Written by Clay Smith
EDACS is accurate and safe to use in practice for chest pain risk stratification and likely allows more patients to be discharged than the HEART score.
Why does this matter?
Chest pain risk scores can help us decide which patients to send home vs staying for further workup. The HEART score has a pooled sensitivity of about 96% and specificity 42%. But in a head-to-head comparison, EDACS and T-MAC were superior to HEART. Also, EDACS is easy to score and has clear, non-subjective criteria. Now that multiple studies have looked at EDACS, what’s the consensus on its accuracy?

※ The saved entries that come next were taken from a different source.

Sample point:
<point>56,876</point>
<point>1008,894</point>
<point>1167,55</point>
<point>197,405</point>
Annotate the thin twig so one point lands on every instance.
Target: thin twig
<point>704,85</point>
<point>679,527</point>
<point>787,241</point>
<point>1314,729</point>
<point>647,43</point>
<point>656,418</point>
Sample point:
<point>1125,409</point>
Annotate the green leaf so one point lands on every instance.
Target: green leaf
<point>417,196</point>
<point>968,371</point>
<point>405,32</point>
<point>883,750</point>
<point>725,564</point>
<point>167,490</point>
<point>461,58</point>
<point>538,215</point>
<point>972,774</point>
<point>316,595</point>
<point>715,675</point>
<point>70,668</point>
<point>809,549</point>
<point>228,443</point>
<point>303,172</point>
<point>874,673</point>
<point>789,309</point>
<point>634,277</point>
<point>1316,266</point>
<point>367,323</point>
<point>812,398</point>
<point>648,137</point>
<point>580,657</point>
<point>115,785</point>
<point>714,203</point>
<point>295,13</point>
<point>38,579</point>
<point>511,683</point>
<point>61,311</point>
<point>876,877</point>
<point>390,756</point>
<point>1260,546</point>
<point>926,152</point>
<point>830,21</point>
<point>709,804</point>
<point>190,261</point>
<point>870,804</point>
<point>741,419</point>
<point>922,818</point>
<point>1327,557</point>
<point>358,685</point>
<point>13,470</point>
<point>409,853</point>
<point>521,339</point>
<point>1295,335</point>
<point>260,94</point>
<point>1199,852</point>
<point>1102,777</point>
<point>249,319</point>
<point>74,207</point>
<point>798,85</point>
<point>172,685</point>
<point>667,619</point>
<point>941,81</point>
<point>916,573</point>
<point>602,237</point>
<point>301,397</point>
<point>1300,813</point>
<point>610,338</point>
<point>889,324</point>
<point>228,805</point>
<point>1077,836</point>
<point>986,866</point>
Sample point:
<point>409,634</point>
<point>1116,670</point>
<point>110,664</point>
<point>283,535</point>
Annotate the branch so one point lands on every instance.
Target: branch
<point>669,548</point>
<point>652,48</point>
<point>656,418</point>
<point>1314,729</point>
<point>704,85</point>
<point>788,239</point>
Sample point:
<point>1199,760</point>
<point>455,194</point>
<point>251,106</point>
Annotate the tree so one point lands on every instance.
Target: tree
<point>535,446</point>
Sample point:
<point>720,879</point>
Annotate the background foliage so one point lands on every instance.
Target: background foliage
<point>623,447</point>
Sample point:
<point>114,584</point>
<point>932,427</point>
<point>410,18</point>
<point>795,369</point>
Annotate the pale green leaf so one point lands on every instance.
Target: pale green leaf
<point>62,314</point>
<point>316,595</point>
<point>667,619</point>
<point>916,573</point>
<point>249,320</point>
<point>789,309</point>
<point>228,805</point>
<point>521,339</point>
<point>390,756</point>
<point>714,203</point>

Missing heart attacks? Use EDACS…
This was a systematic review and meta-analysis of 8 studies assessing diagnostic accuracy (combined n=11,578). Pooled sensitivity of EDACS was 96.1%, specificity 66.1%. Over half the patients scored were determined to be low risk and eligible for early discharge. Just 0.54% (62/11,578) had MACE within 30 days. With a pretest probability of MACE at around 11% in these combined studies and a negative likelihood ratio of 0.06 with a low-risk EDACS, the calculated post-test probability of missing MACE was around 0.7%. There was some heterogeneity among studies, likely having to do with how certain aspects of EDACS are emphasized or deemphasized at certain study locations, such as assessing chest wall tenderness.
The Diagnostic Accuracy of the Emergency Department Assessment of Chest Pain (EDACS) Score: A Systematic Review and Meta-analysis. Ann Emerg Med. 2021 Apr;77(4):433-441. doi: 10.1016/j.annemergmed.2020.10.020. Epub 2021 Jan 16.